Conjugative virulence plasmids are thought to possess the two enabling characteristics of conjugative machinery and virulence-related genes. Conjugative plasmids and virulence plasmids, respectively, each possess one of these properties. We found that almost all conjugative virulence plasmids were formed by the insertion of an aerobactin cluster into an IncFIBK/IncFII conjugative plasmid (Clade I). The pAP855 (Clade III) was possibly formed by a tra-trb conjugative element integrating into a classical pK2044-like virulence plasmid. Thus, IncFIBK could indirectly reveal the chimeric preference of conjugative virulence plasmids. Yang et al. have speculated that homologous recombination events possibly occurred when integrating two plasmid regions into a mosaic plasmid [37]. We did find some homologous regions in several conjugative virulence plasmids, but the exact mosaic mechanism is still waiting to be confirmed. This study has some other limitations. Rather for this study, we focused on the dominant IncFIBK virulence plasmids to track the evolution of conjugative and non-conjugative virulence plasmids by IncFIBK subtyping, while other virulence plasmids were not analyzed due to the small number. The potential bias of GenBank data was unavoidable though we supplemented multi-center isolates to support. More genome sequences are needed to validate our findings.

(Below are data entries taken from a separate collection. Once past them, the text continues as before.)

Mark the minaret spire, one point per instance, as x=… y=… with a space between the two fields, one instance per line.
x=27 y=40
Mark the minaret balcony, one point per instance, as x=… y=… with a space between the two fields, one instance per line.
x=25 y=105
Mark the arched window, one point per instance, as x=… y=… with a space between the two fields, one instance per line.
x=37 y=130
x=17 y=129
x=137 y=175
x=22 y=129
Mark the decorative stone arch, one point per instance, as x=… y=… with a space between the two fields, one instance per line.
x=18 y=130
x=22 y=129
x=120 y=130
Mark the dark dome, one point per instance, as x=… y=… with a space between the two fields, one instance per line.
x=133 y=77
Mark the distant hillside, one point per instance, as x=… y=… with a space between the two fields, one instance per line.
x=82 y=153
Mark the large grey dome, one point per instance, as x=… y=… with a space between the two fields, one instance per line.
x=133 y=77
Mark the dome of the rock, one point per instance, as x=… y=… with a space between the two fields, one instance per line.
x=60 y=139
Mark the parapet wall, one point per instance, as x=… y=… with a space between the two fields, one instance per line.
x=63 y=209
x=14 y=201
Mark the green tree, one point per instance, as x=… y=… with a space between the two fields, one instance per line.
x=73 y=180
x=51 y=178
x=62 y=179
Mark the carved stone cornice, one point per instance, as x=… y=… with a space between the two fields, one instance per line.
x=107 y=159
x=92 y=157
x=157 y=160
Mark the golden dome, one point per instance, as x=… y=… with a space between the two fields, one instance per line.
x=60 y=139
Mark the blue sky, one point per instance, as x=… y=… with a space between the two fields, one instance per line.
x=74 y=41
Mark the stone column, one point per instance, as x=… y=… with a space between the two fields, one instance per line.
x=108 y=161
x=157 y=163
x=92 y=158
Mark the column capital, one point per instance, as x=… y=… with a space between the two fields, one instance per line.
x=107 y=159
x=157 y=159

In conclusion, we observe that ST11 hvKp occupies a high proportion of hvKp strains, second to ST23, and the co-existence of virulence and resistance plasmids is the major cause of the emergence of MDR-hvKp. IncFIBK virulence plasmids are most detected and exhibit a peculiar evolution from other IncFIBK plasmids. We further present the development of a Web tool KpVR for IncFIBK subtyping to distinguish conjugative virulence plasmids from classical non-conjugative pK2044-like virulence plasmids. This work might provide novel insights into the evolution of virulence plasmids and will bolster efforts to understand and limit the emergence of infections caused by MDR-hvKp strains.